Südlich davon entstand um 1280/1290 eine planmäßig angelegte, neue Siedlung mit großem Rechteckplatz, mächtiger Befestigung und einem Dominikanerkloster. Gründer der „Neustadt" war Graf Berthold von Rabenswalde-Schwarzburg. Er heiratete die Witwe des Otto von Hardegg - der letzte Hardegger starb 1260 - und wurde von König Rudolf I. 1278 mit der reichunmittelbaren Grafschaft Hardegg belehnt. Den Mittelpunkt seiner Herrschaft verlegte er von der Burg Hardegg in das zentrale Retz. Bertholds Wappentier, der aufsteigende Löwe, wurde das Wappen von Retz, das 1305 erstmals als Stadt bezeichnet wurde.

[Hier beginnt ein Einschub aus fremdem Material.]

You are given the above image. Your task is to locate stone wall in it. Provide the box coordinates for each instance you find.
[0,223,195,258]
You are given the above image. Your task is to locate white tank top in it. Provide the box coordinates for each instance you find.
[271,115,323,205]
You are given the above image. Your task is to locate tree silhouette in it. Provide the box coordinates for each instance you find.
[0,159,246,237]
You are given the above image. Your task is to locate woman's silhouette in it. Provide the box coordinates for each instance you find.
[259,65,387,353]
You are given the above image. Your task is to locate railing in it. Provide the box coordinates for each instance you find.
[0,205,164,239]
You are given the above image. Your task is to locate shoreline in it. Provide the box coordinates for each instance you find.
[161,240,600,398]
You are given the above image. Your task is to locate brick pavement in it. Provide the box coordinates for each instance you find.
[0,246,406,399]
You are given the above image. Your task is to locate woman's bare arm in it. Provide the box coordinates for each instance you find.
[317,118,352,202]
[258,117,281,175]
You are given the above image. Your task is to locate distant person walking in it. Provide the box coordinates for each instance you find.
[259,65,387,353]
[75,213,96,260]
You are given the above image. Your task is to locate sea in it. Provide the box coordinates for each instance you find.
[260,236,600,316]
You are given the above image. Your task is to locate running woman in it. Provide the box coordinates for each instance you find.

Als Nachfolger Bertholds waren die mit ihm verwandten Burggrafen von Maidburg (Magdeburg) bis Ende des 15. Jahrhunderts Herren der Grafschaft Hardegg und der Herrschaft Retz, deren Burg meist ihr Sitz war. Aufgrund von Erbverträgen wurde Retz mit der Grafschaft Hardegg 1481 landesfürstlich. 1509 wurde die Stadt an die Eitzinger verpfändet, denen die Prueschenk-Hardegg 1534 folgten. 1709 kam Retz - nach mehrfachem Wechsel der Herrschaft - an die Grafen von Gatterburg.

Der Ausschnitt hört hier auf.